Teodoro, racconta inoltre dei rapporti che Fini dal 2004 strinse con il
gruppo Atlantis, proprietario di casinò ai Caraibi e titolare di una
concessione dei Monopoli di Stato italiani per la gestione telematica di
quelle slot machine che in poco tempo invasero bar e circoli di tutta
Italia.
Quelle macchinette infernali che hanno rovinato, e continuano a rovinare
tanta povera gente abbagliata dal facile guadagno e con molta rapidità
si espansero anche a Ostia, territorio difficile sul litorale romano e
che presto divennero fonte principale nell’alimentare il giro
dell’usura. Tanti i pensionati e i lavoratori che dopo aver perso lo
stipendio o la pensione si rivolgevano e continuano a rivolgersi a
persone prive di scrupoli che in poco tempo gli spogliano di tutti i
loro beni lasciandoli nella disperazione assoluta. Una metastasi
incredibile.
Molti attentati sul litorale a locali pubblici non erano causati dal
racket del pizzo, il più delle volte erano e sono intimidazioni per
convincere gli esercenti ad istallare le diaboliche macchinette
rovinafamiglie.
Buontempo, racconta come è stato avvicinato, le proposte e le minacce
per non essersi fatto convincere a sfruttare la creduloneria di chi era
ed è convinto di essere più abile di una macchina programmata per
mangiare soldi. E mentre Teodoro lottava sul territorio contro la piaga
e il malcostume delle slot, loro trattavano.
Il filo che sembra legare l’appartamento di Montecarlo al fiduciario
della società off shore che acquista la casa sarebbe anche il fiduciario
che rappresenta gli interessi di Francesco Corallo, fondatore del
gruppo Atlantis.
Anni fa, una signora di Ostia seguace di Almirante senza eredi decise di
lasciare in eredità l’appartamento a Teodoro, che informò Pontone e fu
intestato al Partito, oggi, quell’appartamento è sparito.
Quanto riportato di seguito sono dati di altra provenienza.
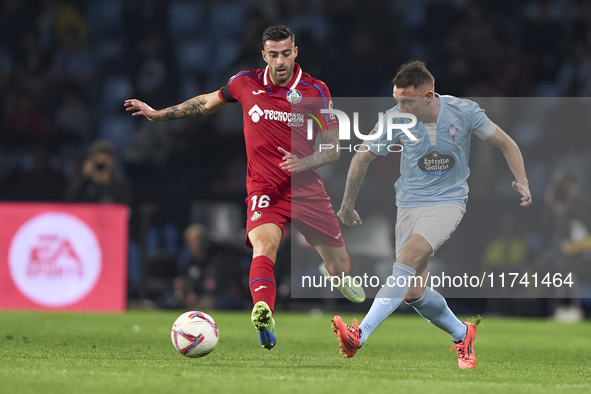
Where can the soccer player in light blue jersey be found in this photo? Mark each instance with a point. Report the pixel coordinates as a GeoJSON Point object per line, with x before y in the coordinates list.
{"type": "Point", "coordinates": [431, 196]}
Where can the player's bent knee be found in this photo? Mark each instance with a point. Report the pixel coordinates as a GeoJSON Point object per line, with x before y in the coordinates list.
{"type": "Point", "coordinates": [338, 266]}
{"type": "Point", "coordinates": [265, 248]}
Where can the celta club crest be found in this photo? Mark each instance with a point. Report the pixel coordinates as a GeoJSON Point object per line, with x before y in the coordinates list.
{"type": "Point", "coordinates": [452, 130]}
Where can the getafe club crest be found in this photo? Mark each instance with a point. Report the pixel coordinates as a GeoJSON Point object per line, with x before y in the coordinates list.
{"type": "Point", "coordinates": [294, 96]}
{"type": "Point", "coordinates": [452, 130]}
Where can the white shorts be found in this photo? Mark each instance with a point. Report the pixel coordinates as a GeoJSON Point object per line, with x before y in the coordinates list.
{"type": "Point", "coordinates": [435, 223]}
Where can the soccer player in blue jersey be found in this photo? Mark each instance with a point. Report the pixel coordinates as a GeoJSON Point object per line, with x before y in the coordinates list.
{"type": "Point", "coordinates": [431, 196]}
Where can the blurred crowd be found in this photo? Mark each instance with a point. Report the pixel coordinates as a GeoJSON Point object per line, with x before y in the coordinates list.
{"type": "Point", "coordinates": [67, 66]}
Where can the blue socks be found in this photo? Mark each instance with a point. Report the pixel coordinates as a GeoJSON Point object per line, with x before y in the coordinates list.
{"type": "Point", "coordinates": [432, 306]}
{"type": "Point", "coordinates": [387, 300]}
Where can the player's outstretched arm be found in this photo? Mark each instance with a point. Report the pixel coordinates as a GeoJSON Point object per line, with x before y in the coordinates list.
{"type": "Point", "coordinates": [514, 159]}
{"type": "Point", "coordinates": [327, 154]}
{"type": "Point", "coordinates": [201, 105]}
{"type": "Point", "coordinates": [355, 176]}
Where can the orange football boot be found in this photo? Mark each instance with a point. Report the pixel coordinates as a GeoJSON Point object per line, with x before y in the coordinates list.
{"type": "Point", "coordinates": [348, 336]}
{"type": "Point", "coordinates": [465, 349]}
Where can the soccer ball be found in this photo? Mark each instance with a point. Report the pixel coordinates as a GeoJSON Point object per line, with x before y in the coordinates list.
{"type": "Point", "coordinates": [194, 334]}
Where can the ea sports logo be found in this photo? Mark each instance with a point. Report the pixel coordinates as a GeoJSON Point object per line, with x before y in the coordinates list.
{"type": "Point", "coordinates": [55, 259]}
{"type": "Point", "coordinates": [255, 113]}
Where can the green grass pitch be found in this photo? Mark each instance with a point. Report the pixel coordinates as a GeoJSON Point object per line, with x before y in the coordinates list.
{"type": "Point", "coordinates": [132, 353]}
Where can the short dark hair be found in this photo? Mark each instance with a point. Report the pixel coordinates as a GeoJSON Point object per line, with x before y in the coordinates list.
{"type": "Point", "coordinates": [413, 73]}
{"type": "Point", "coordinates": [277, 33]}
{"type": "Point", "coordinates": [102, 146]}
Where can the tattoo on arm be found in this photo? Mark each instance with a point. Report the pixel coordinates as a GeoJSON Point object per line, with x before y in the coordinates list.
{"type": "Point", "coordinates": [325, 155]}
{"type": "Point", "coordinates": [190, 108]}
{"type": "Point", "coordinates": [355, 177]}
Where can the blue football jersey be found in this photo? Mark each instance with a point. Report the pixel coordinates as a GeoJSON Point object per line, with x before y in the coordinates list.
{"type": "Point", "coordinates": [434, 168]}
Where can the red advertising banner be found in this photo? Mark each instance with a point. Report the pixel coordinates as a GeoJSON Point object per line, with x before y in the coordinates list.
{"type": "Point", "coordinates": [63, 256]}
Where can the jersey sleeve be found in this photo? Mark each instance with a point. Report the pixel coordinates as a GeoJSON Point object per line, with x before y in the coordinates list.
{"type": "Point", "coordinates": [379, 146]}
{"type": "Point", "coordinates": [327, 104]}
{"type": "Point", "coordinates": [481, 125]}
{"type": "Point", "coordinates": [230, 92]}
Non si trova
più, nessuno sa che fine abbia fatto.
L’analisi dei costi di via della Scrofa fatta da Buontempo procede con
un ragionamento “terra terra”: se il Secolo d’Italia è pagato con i
finanziamenti pubblici, se le sedi di via della Scrofa e via Alessandria
sono state acquistate con le donazioni, se molti impiegati sono diventi
deputati: Lamorte, Martinelli, se le campagne elettorali erano quasi
totalmente autofinanziate, considerando che gli impiegati a carico del
Partito sono 3-4, dove è finito quell’imponente fiume di denaro che si è
alimentato con i rimborsi elettorali?
Il patrimonio immobiliare del Msi a Roma era immenso, oltre alla sede, a
via Livorno, piazza Tuscolo, la tipografia di via del Boschetto,
tramite la Italimmobili, società del Movimento sociale disponeva delle
proprietà di tutte le federazioni perché nessuno voleva dare un immobile
in affitto. Adesso tutti gli immobili dovrebbero passare alla
Fondazione Alleanza nazionale. Però c’è un piccolo particolare.
Quel patrimonio dovrebbe servire ad attività sociali, politiche e
convegni. Dove sono? Quel patrimonio oggi, potrebbe tornare ai legittimi
eredi perché non è stato utilizzato per gli scopi destinati
all’origine.
Così anche Montecarlo deve tornare agli eredi della Contessa Colleoni.
Come è possibile che qualcuno si sia riuscito a comperare lo yacht, la
villa, gli appartamenti con terrazzo panoramico, mentre Buontempo dopo
26 anni di consigliere comunale e cinque mandati da parlamentare è
riuscito solo a collezionare debiti?